Types of Parallelism III. Batch Mode Scheduling sets of queries, while keeping full copies of the database stored on each compute node. This type of parallelism is currently in place and being used.

Batch Mode The foundation of the local batch BLAST system is the Portable Batch System developed for NASA. PBS is comprised of three parts: The Job Server The Scheduler Compute Nodes

Batch Mode The Job Server Responsible for managing two queues of incoming jobs – one for batch blast jobs, the other for jobs interactively submitted to local BLAST through a web interface.

Batch Mode The Scheduler Applies job scheduling algorithm to allocate compute nodes to jobs in the two incoming job queues. Some nodes have several CPUs and can handle more than one simultaneous blast job. The scheduler assigns multiple jobs to such nodes.

Batch Mode Compute Nodes Each node has a monitor that communicates with job server. Each node has own set of sequence databases.

Job Types 1)Batch jobs – can be executed at any time and restarted if necessary. 2) Interactive jobs – time critical and should have priority over batch jobs.

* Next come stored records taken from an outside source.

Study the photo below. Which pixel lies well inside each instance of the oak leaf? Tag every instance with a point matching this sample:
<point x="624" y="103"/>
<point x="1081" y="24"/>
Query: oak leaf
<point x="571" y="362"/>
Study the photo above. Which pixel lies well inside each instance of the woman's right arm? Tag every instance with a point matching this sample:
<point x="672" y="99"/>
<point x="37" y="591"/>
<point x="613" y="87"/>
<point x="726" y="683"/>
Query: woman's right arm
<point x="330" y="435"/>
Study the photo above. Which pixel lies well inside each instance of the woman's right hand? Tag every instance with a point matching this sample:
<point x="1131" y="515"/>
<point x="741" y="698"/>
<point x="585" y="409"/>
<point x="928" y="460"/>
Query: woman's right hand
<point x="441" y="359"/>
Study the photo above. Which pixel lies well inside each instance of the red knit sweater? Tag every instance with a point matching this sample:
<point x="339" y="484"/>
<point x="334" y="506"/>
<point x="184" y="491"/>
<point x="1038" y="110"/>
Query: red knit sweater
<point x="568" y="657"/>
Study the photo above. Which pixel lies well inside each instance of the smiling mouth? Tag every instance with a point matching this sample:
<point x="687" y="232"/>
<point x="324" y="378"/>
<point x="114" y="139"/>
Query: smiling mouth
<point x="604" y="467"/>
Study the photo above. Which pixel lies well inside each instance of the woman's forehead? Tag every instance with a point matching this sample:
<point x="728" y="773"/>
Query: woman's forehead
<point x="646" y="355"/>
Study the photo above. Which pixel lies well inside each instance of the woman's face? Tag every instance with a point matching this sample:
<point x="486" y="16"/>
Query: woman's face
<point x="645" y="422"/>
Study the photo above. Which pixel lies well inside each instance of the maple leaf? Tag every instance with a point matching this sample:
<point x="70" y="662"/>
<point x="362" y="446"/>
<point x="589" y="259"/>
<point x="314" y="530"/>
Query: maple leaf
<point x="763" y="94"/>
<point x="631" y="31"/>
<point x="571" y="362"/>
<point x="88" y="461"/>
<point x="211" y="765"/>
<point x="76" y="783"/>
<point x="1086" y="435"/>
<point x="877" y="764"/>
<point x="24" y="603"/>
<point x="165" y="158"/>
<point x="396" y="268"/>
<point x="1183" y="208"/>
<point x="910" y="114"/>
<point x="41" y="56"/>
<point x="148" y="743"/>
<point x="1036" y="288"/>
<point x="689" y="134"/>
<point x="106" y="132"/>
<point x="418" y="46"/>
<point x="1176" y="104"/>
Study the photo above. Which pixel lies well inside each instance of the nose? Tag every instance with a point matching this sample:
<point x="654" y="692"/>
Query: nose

Job Types At time paper was published, the current implementation was as follows: 75% of compute nodes execute batch jobs 25% always available for interactive web jobs. if no batch jobs, all 100% are available for web jobs – neither type of job will be starved of resources with this approach.

Issues with Batch Mode All replicated databases must be updated periodically to reflect the most recent contents of globally shared db. All nodes copies must be consistent with one another. Otherwise, results of the query would depend on which compute node processed it.

Considerations… A Networked File System is being considered where there would be several I/O servers in a system, each with a complete copy of database. Compute nodes would rely on these I/O servers for access to database.

Next Step… The partitioned database implementation will utilize many of the concepts developed for the course-grained implementation, but the scheduler would need to know which nodes had which section of the database.

Next Step… Outputs would then need to be combined into single output file This is Non-Trivial Merge program must parse, sort, and correct data from nodes, and E values must be corrected to reflect larger database size.

Questions ??? One of My Own Since this paper was published in 1999, have all three levels of parallelism described here been exploited by now? - haven’t found the answer.